Revelations Part VI: Found in the Canyon

January 7, 2016: No other appointments were needed and my siblings had to move to a hotel for our last night in Nevada, so we did not see each other this day. One issue Val still needed to resolve was Dad’s truck. He had made no payments on it in a year. He knew that he was dying by then, and we assumed he did not think it was necessary to pay for a truck he would not keep. He also had no regular income.

She called the car lot to inform them that he had passed. After telling them the news, the conversation went something like this:
Val: How can I give the truck back to you?
Employee: We will need a copy of the death certificate.
Val: I do not have the certificate yet.  I will not have it for at least another week.
Employee: We cannot take the truck without the death certificate.
Val: I am returning to Michigan tomorrow and I am trying to do the right thing here.  I just want to give you your truck.
Employee: We need the death certificate.
Val: Can I speak to a supervisor?
After making no progress, Val told them: Fine.  Your truck will be in the Walgreen’s parking lot on the corner of South Decatur and Blue Diamond with the key under the floor mat.
Employee: …

She then called the police department for some advice.  After explaining the situation, they told her: We can’t take the truck.
Val: I know.  I am just wondering if there is something else I can do.
Police: You told them where it would be parked, correct?
Val: Yes, but it could be stolen.
Police: …

They delivered the truck to the Walgreen’s parking lot and moved into a hotel a few miles outside of town.  It was several shades darker than shady.  Once in their room, one of them pulled the sheets back on the bed to check the mattress.  It looked brand new.  Cory said, “That’s because our mattress is out back in the dumpster with blood all over it.”  He was not joking.  They could see it from the window. At approximately 1:30 a.m., after failed attempts to relax, and a parade of police cars and an ambulance with lights and sirens had filled the parking lot, they decided to spend the rest of the night at the air port.

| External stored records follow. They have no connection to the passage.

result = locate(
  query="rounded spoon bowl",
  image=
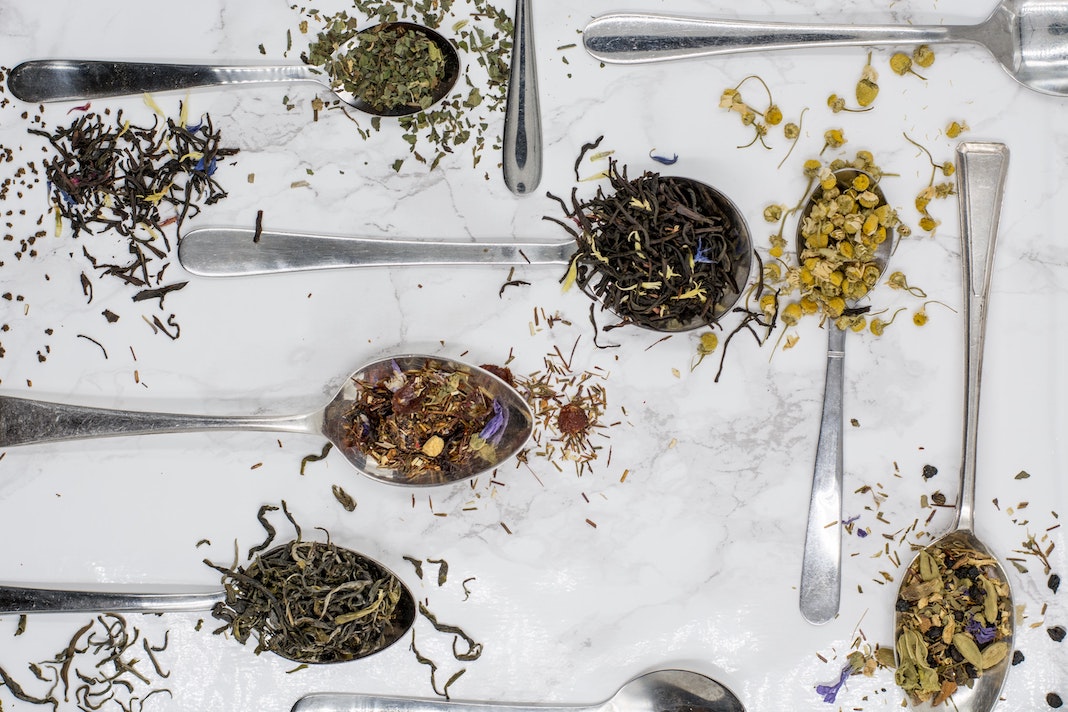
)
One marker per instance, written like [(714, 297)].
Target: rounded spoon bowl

My day was less “exciting.”  I drove to my favorite place in Vegas: Red Rock Canyon.  I stopped several times during my drive, taking photos and videos, in awe of God’s ability to turn dirt and stone into art.  “My dad is probably in Hell.”  This thought dropped to the bottom of my heart like a large boulder in a small pond.  “God, is there any way that he could be with You?  Please let there be a way.”  Dad’s choice to live in the Hell of his past had kept me (and everyone else) from seeing and loving him during the last several years of his life.  I knew that, if he had also chosen to separate himself from God until his death, that separation would last forever.  If…  My only hope to see him again rested on that tiny word.  I believe that God can reach us any time, any place, even if we are unconscious, on life-support, with only moments left to live.  If God approached him there, if he finally realized that he had nowhere left to run and nothing left to run from, if he realized that the One he had been really running from was pursuing him with a love that could set him free from his self-imposed Hell, he might have said “yes.”  Maybe I would see him.  If…  I drove back to Abbie and Nic’s with a spark of hope, trusting that the God I knew is a God of 2nd, 3rd, 4th, and 105th chances, and He would have given Dad that chance.  Because with God, all things are possible.  

“Jesus looked at them and said, ‘With man this is impossible, but with God all things are possible.”  Matthew 19:26, NIV

Photos are from my trip to Red Rock Canyon, Las Vegas, NV.